Hacia el siglo XII, el arte de
las vidrieras comenzaba a desarrollarse con carácter industrial cerca de París.
Coincidía con el momento en que la fuerza del lenguaje simbólico emprendió una
carrera ascendente que culminó en las catedrales góticas.
Si durante los siglos
anteriores la espiritualidad monacal había conducido a cierto alejamiento del
mundo, ahora la teología de Suger de Saint Denis derivaba en la contemplación
de las cosas terrenas como participación en la bondad, la verdad y la belleza
divinas. La mística franciscana y el afán apostólico dominico presentaban la
realidad material como escala de acceso a lo inmaterial, como un canto de
alabanza al Creador. Estas nuevas corrientes teológicas se filtraron, como la
luz, por todos los rincones de los templos góticos, convertidos en intentos
apasionados de recreación de la Jerusalén Celeste.
Entonces
no se construía para los turistas, sino para los peregrinos, porque todo se
contemplaba bajo el prisma de la eternidad; esa era la única servidumbre a la
que se sometía el artista medieval. Las catedrales se erigían en una especie de
Monte Tabor donde se contagiaba la gloria de Cristo vivo y se remitía a la
Resurrección.
La catedral de León estaba
anclada en el lugar más alto y más oriental de la ciudad y se comenzó a
construir en dirección E-O, para lo que fue preciso romper la muralla. Era lo
primero que tocaba la luz, tanto por orientación como por altura. Situada en el
corazón del viejo burgo leonés, asumía las aspiraciones humanas de los
ciudadanos y se convertía en pretexto para que todos pudieran sentirse
abrigados en la “Ciudad Santa”.
Fe, vidrio y luz
La Catedral de León es un
edificio singular, sus muros traslúcidos no ocultan su vocación de unir
exterior e interior, sacro y profano.

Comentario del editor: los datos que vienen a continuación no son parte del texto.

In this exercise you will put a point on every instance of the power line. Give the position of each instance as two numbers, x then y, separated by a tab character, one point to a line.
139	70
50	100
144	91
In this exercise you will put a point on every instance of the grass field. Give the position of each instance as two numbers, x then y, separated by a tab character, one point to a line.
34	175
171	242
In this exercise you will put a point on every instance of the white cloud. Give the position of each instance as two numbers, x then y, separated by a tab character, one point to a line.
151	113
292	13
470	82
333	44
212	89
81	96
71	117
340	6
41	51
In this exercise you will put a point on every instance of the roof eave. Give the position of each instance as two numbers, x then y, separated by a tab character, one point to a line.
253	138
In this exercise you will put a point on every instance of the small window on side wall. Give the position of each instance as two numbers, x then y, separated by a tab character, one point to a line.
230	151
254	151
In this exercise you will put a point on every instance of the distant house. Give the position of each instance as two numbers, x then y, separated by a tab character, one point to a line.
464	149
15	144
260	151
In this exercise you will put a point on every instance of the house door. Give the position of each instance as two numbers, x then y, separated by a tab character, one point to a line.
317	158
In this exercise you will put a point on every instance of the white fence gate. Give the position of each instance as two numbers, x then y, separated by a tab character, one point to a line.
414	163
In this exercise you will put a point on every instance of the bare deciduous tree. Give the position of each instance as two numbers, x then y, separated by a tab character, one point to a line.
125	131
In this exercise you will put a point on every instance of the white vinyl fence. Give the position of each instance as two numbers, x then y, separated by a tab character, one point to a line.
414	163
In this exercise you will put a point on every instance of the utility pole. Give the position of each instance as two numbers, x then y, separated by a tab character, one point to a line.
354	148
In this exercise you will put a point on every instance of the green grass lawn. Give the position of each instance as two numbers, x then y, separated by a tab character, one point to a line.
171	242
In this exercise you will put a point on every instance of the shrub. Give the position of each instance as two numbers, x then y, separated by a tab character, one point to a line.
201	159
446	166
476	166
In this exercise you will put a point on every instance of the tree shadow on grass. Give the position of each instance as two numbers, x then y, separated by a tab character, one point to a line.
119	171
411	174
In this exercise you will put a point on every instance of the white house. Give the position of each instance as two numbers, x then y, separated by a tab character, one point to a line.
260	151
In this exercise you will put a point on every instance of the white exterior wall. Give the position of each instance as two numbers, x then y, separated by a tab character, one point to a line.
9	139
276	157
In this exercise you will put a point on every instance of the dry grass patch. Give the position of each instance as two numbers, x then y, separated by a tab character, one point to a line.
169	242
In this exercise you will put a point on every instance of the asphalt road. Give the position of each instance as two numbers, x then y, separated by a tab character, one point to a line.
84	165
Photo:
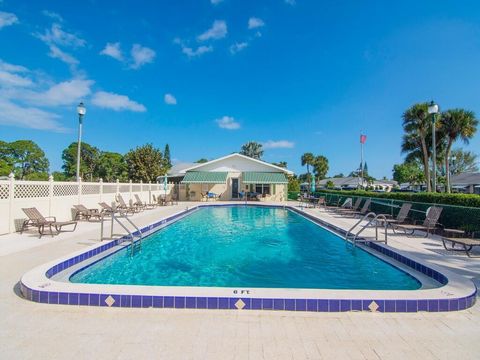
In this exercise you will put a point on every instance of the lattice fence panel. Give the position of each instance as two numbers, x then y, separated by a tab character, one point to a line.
109	189
90	189
136	188
25	191
4	190
65	190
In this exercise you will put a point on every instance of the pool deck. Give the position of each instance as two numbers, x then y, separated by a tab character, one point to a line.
40	331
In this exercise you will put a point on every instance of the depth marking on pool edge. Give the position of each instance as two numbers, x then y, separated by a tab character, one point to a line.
242	291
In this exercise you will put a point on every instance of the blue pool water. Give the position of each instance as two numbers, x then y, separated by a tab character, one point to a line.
238	246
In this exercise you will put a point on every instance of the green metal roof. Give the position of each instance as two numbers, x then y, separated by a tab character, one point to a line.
252	177
204	177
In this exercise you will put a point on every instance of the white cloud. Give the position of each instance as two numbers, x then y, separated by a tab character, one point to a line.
217	31
57	53
197	52
61	94
238	47
141	55
228	122
52	15
8	79
56	35
170	99
7	19
116	102
281	144
254	22
113	50
12	114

Rota la piedra por un sinfín de cristales
de colores, las paredes de vidrio narran una compleja síntesis de dogmas, de
historias bíblicas y humanas, de lírica, de misterios ávidos de revelarse al
hombre.
Entre todos los materiales que
dan carácter específico al edificio, el esencial es la luz regulada por los
vitrales, alma de este bello microcosmos. Colores aprisionados en el cristal,
no en una fría yuxtaposición, sino como manantiales de luz que fluyen de
heridas en la piedra.
El conjunto arquitectónico
trata de facilitar la identificación con Cristo, bañarse en el resplandor de
una luz que es mero trasunto simbólico de otro resplandor eterno, que se repite
cada aurora para quien se deja llevar de la mano de Cristo y se dispone a
consumir el cáliz de su sangre redentora.

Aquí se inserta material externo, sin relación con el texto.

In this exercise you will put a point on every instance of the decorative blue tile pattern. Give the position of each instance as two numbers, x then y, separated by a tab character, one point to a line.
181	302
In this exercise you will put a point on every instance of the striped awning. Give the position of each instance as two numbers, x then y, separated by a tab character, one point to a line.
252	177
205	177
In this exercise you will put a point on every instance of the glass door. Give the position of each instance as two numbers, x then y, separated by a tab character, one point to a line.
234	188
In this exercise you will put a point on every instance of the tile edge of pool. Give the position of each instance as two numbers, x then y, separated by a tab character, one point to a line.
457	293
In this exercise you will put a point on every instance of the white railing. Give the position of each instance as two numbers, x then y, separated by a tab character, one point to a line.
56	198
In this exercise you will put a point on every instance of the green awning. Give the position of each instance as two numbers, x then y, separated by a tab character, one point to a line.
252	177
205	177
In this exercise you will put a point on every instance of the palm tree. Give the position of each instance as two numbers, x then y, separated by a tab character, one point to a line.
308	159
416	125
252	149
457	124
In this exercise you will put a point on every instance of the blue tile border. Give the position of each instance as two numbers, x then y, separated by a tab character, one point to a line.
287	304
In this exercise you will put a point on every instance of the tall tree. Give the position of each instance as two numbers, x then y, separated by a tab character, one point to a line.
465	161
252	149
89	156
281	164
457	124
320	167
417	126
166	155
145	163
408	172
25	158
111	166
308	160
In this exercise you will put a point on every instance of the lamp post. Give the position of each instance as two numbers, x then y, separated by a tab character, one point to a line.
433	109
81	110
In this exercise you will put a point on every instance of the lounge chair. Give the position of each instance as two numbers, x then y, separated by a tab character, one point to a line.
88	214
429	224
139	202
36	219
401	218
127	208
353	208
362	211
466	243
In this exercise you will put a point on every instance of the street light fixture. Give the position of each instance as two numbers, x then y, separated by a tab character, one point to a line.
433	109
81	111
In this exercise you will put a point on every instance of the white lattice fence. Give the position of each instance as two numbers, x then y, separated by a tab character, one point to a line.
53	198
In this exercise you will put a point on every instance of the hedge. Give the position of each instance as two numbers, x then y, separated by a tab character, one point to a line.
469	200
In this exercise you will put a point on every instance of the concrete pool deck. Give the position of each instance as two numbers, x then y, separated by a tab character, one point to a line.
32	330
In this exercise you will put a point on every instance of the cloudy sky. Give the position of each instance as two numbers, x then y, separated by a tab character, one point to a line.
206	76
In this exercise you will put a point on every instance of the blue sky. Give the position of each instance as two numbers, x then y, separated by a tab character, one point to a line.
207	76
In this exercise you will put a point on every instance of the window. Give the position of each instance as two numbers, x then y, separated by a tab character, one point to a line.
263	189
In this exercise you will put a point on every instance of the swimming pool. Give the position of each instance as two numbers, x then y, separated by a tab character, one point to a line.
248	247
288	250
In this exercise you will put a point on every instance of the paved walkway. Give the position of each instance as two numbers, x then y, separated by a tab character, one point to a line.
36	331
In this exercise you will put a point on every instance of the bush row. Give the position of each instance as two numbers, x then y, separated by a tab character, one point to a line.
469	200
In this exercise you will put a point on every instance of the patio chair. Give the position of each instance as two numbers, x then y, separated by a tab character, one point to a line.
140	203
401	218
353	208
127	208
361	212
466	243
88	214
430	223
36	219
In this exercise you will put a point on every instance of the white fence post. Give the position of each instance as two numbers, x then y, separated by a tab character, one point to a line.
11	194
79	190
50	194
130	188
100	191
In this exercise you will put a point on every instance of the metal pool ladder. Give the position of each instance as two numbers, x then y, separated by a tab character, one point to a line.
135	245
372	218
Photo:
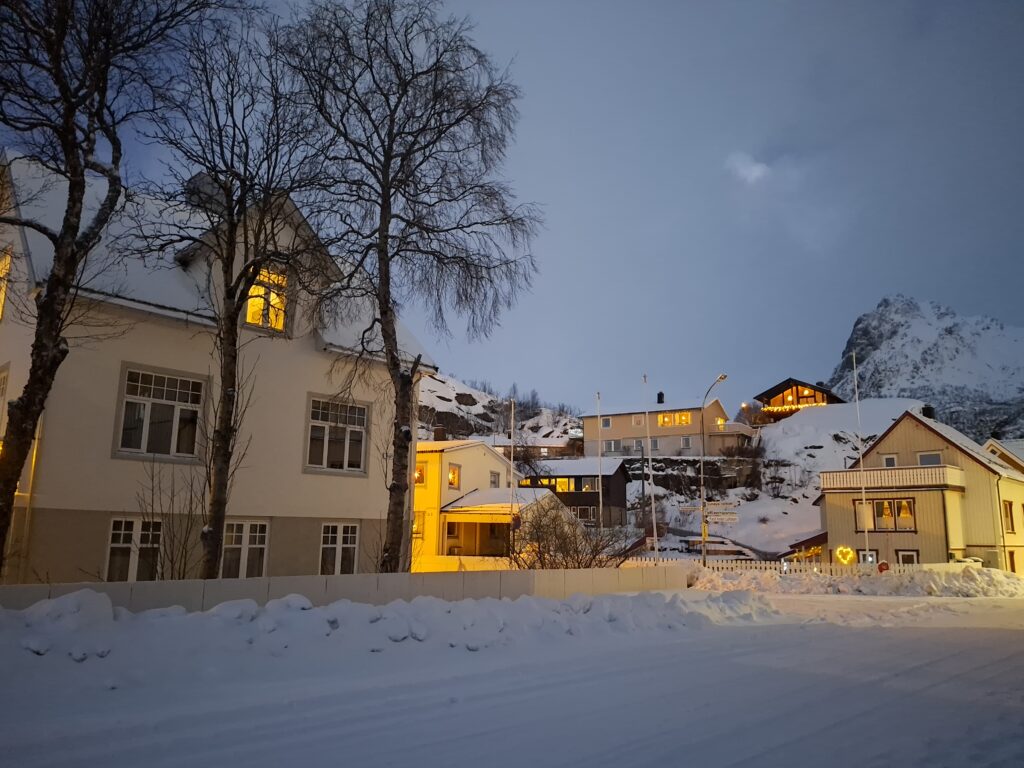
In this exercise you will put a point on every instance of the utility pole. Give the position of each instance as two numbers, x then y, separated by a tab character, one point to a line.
704	503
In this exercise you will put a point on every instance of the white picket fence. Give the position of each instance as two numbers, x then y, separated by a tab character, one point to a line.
777	566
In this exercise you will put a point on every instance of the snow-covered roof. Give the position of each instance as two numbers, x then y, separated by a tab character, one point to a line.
498	498
622	409
521	438
583	467
157	283
970	448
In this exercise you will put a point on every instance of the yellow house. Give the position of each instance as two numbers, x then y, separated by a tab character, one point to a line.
113	489
931	495
464	508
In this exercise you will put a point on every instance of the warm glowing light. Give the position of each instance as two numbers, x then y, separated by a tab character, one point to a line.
845	555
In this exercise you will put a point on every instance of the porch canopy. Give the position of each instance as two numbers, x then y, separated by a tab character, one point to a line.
496	505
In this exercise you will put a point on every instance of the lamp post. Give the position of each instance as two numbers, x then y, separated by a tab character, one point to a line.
704	507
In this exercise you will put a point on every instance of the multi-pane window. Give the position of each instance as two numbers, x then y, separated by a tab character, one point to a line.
338	547
245	550
337	435
886	514
160	414
133	554
265	305
4	278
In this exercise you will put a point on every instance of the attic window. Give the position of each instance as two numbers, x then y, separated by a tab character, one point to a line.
265	305
4	273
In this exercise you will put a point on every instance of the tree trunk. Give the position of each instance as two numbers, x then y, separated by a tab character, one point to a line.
48	350
221	445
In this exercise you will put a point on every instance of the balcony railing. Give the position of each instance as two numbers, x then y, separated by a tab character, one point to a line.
893	477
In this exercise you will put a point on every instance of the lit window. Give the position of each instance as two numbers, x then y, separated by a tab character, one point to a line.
134	551
337	435
265	306
4	275
245	550
906	556
338	548
160	414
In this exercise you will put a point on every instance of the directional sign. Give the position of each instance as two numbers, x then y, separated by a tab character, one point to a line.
722	517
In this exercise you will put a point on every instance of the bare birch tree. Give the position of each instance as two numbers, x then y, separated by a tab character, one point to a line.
74	76
241	153
421	121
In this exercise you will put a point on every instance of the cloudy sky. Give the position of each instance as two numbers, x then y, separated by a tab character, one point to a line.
727	185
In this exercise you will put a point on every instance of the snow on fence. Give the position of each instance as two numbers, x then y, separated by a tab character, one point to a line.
778	566
377	589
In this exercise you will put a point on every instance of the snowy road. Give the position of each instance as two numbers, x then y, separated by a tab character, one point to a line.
840	681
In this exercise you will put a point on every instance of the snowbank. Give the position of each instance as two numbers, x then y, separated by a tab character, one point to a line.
968	583
84	626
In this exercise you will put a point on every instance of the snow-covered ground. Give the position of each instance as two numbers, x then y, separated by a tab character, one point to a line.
702	678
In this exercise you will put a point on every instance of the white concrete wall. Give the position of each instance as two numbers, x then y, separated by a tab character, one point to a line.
377	589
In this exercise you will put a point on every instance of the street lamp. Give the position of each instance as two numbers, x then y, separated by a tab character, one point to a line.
704	507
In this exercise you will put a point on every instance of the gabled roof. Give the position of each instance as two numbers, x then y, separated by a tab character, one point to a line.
158	284
657	408
785	384
957	439
582	467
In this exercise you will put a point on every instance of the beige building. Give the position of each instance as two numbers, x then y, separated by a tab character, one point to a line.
114	487
932	496
464	508
673	431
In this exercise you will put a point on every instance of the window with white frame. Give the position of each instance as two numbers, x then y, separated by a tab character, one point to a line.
160	414
337	435
133	554
339	544
906	556
245	550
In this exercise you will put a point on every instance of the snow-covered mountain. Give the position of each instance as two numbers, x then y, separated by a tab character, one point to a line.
970	369
464	411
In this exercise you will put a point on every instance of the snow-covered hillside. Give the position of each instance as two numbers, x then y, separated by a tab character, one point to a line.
464	411
971	369
797	450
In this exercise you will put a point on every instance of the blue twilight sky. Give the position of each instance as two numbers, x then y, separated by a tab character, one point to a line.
727	185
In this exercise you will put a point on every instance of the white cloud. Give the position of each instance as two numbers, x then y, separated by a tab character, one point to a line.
745	168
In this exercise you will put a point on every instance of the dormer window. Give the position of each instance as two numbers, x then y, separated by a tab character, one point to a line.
265	305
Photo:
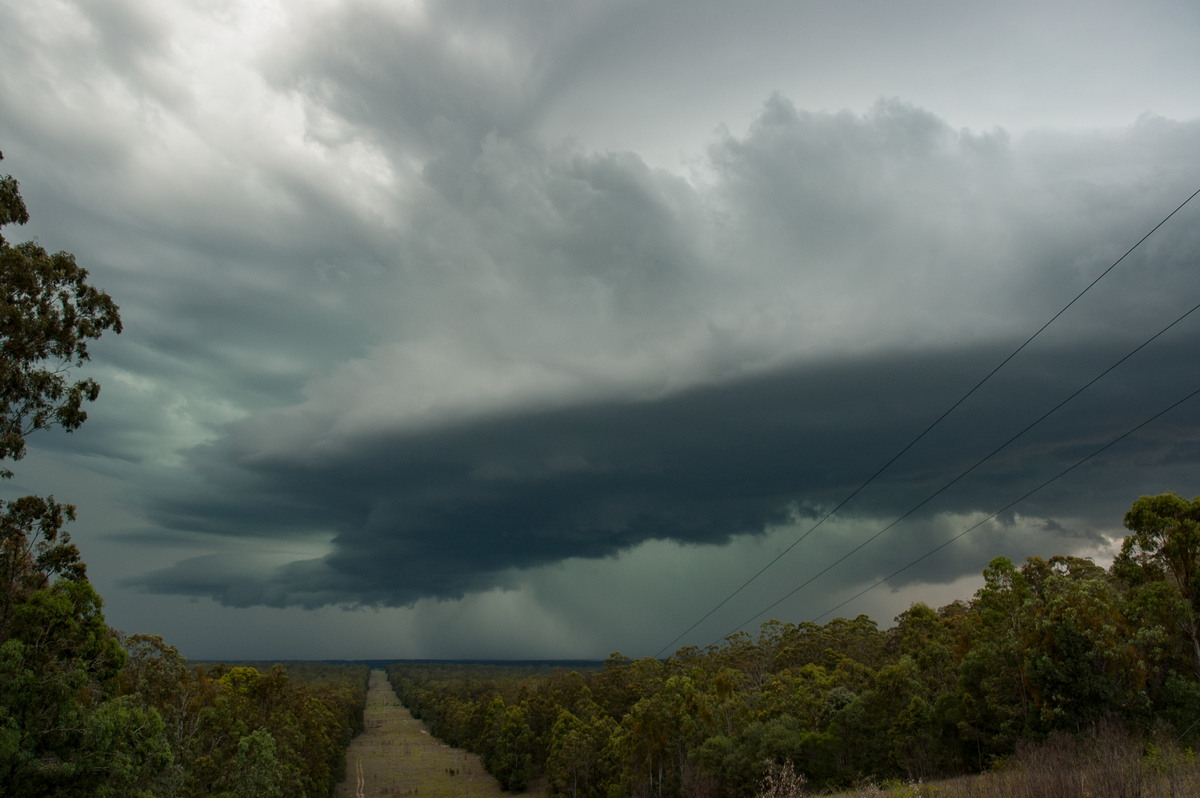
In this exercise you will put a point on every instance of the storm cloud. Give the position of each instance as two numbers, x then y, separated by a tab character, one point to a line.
533	310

Para los neoplatónicos del
momento, la verdad no era lo tangible, sino lo profundo. Estaban convencidos de
que para conocerla del todo había que traspasar la apariencia. La luz de la
Catedral de León no está concebida como un estudiado elemento decorativo, sino
para transportar al visitante hasta el “otro lado” de lo aparente, y descubrir
el rostro del Padre tras la piel humana de Cristo.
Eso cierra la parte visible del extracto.